Readers of Lacan will be most familiar with the category of the impossible as applied to the real: "the real is the impossible." This expression must be taken in a technical sense, as in for example the logical conjunction of a term with its denial. That is only one corner, however. I won't elaborate, as for now I am just laying groundwork. I only wish to note at this point that the superimposition of these four modal categories with the permutations of discourse will yield some very interesting results.

Wednesday, November 08, 2006

Lacan's Four-place Structures

Lacan's mathemes circulate through structures of discourse. Usually referred to as 'the four discourses,' although Lacan has also written a fifth, these structures are based on a fundamental framework. There are four corners to each structure, which I will sometimes refer to here as the places of discourse:



The analyst's discourse is centred in the middle here, but it is only one of the possible discourse-structures. Of importance here are the four places of semblance (semblant), truth (verité), jouissance, and surplus-jouissance (plus-en-jouir). These are by no means the only associations that Lacan makes with each position.

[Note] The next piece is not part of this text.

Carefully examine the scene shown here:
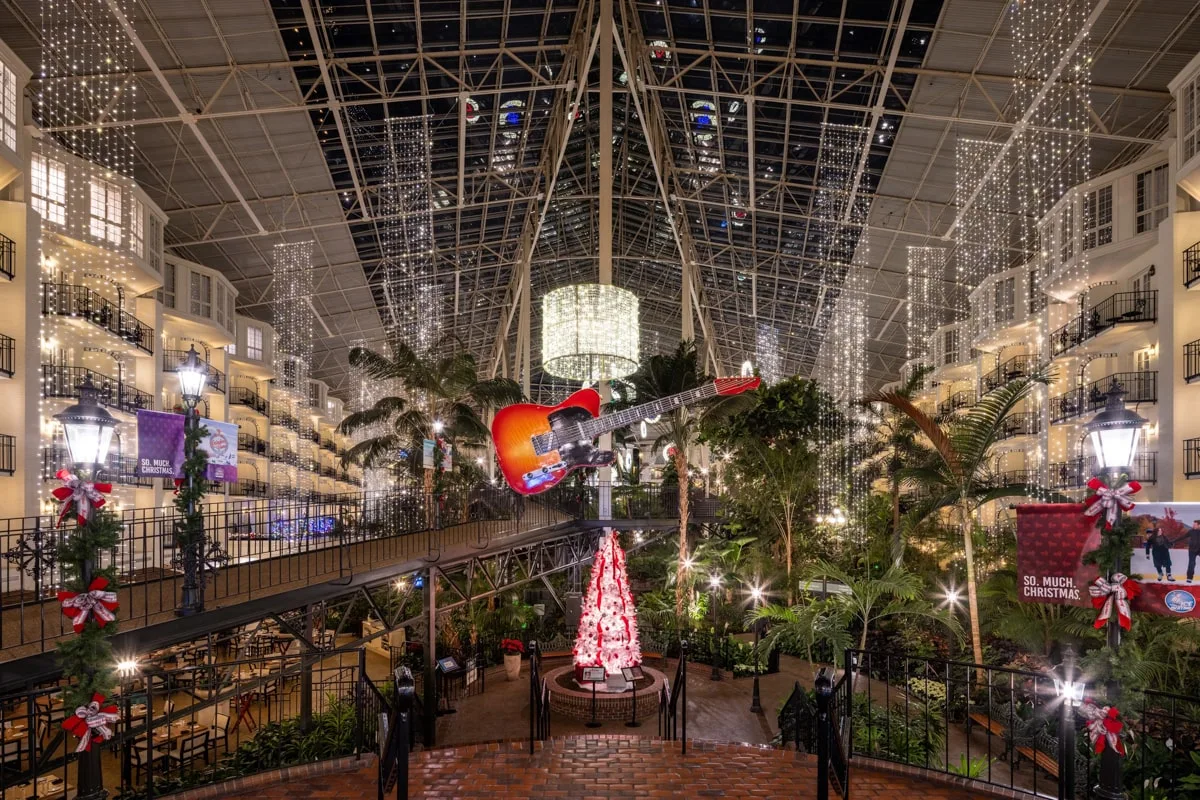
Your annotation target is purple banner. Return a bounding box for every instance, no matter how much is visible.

The top-left corner of semblance is dominant in each structure: every discourse is based a on semblance. This position is associated with agency, desire, commandment, as well as other things.

The bottom-left corner is the truth of the structure is question, 'propping-up' the discourse and the semblance it is based upon. Lacan's general comments on truth apply here: for one thing, it can only be half-said, and thus this position can be associated with a kind of split. Lacan's aphorism that "truth has the structure of fiction" also sheds light on the relationship between the place of truth and the place of semblance insofar as the former subtends the latter.

In the top-right corner we find the place of jouissance, sometimes translated in English as 'enjoyment.' It is also the place of the Other, and we can see from the left-to-right arrow how all discourse aims at an Other (as well as at jouissance). When Lacan applies his discourses to the political/economic sphere, he refers to this position as the 'means of production' that the agency of the discourse commands; or, more generally, as work. There is also a sense in which this position is that of the real, which I intend to explore in later posts.

The bottom-right corner of the plus-en-jouir, finally, is the position of surplus, remainder, or production of jouissance in some form or other. In a sense, every discourse-structure can be seen as a mode of production.

Generally speaking, each of these positions links in some way to every other, except for the bottom two. The separation between the bottom-right and bottom-left corner constitutes a fundamental gap in the structure of discourse.

What comes to fill these four positions? Four little letters, in various permutations: $, a, S1, S2. Their turning from one place to another consitutes a shift of discourse. The specific discourses that Lacan writes can be seen below:


I think that this initial primer will be sufficient for now. This will be a fundamental starting-point.